MTR staff launch protest against 'disappointing' pay rise

PUBLISHED : Thursday, 10 July, 2014, 4:30am
UPDATED : Thursday, 10 July, 2014, 4:30am

MTR staff have begun a protest against a "disappointing" 5.25 per cent pay rise by refusing to work overtime and on their days off, two of its staff unions said.

The MTR Corporation Staff Union and KCR Operating Staff Association, which together represent about 2,000 MTR employees, said they told members to start "working to rule" yesterday. Up to 300 members would take part in the protest, they said.

The MTR said non-management employees' wages would rise by between 2.38 per cent and 7 per cent next year and that pay would go up for most employees by more than 4.75 per cent.
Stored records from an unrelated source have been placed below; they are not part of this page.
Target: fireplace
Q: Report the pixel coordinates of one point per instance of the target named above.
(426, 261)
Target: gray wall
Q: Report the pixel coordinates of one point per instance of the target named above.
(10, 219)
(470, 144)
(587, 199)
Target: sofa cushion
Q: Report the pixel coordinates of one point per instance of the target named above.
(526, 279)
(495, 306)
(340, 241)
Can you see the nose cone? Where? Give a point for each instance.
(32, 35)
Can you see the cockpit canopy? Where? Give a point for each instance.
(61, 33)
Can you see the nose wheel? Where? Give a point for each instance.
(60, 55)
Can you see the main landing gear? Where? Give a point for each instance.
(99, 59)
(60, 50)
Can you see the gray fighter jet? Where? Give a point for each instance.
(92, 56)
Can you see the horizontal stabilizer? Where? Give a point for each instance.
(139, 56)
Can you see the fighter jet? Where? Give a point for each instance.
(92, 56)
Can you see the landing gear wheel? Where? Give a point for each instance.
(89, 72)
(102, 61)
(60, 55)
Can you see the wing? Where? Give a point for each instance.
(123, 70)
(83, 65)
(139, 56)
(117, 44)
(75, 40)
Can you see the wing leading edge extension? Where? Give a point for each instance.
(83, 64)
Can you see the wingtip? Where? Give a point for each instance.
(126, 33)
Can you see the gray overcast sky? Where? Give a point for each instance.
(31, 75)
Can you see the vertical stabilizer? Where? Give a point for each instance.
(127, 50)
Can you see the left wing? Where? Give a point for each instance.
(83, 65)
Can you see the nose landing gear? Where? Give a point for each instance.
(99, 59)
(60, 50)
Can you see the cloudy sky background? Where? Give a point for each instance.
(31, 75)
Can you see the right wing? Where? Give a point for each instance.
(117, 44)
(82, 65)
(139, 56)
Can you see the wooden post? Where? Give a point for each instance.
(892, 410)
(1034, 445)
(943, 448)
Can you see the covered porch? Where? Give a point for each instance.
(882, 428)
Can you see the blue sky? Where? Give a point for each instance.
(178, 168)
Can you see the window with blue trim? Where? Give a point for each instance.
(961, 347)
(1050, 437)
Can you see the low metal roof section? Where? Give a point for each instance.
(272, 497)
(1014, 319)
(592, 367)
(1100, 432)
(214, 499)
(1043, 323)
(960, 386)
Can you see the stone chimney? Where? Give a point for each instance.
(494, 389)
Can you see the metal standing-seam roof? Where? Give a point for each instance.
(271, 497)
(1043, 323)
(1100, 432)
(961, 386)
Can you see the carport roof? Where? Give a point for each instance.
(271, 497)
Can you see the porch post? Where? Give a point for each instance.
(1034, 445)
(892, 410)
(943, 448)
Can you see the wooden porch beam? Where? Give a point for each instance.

The average rate of salary increase for all MTR staff worked out to 5.25 per cent, but the unions had demanded a 7 per cent increase.

The MTR Corporation Staff Union's Philip Chan Sin-wo said nine out of 10 employees would get a pay rise of less than 7 per cent and that the protest was to express their disappointment.

"If [the company] asks us to work overtime, that means they haven't hired enough people," Chan said. "In that case, even if there is some impact on the passengers [as a result of the protest], it's not our fault."

But KCR Operating Staff Association's Rainbow Lau Choi-hung said the impact on passengers would be minimal as staff would continue to work on crucial operating and maintenance jobs. They would refuse to attend the company's promotional events on their days off and decline to work overtime, she said.

Two other unions - the MTR Staff General Association and Hong Kong Railway Management Professionals Union - said they were also disappointed but would consult its members before staging any action.

The Professionals Union's Wong Yuen-wood said the average 5.25 per cent pay rise would barely offset inflation. Many of the company's vacancies were not filled because the salaries were not attractive, he added.

The MTR said it had studied salary increase rates in 29 companies that were considered "good employers" before it set its own rates. It said the unions should be rational and put passengers first.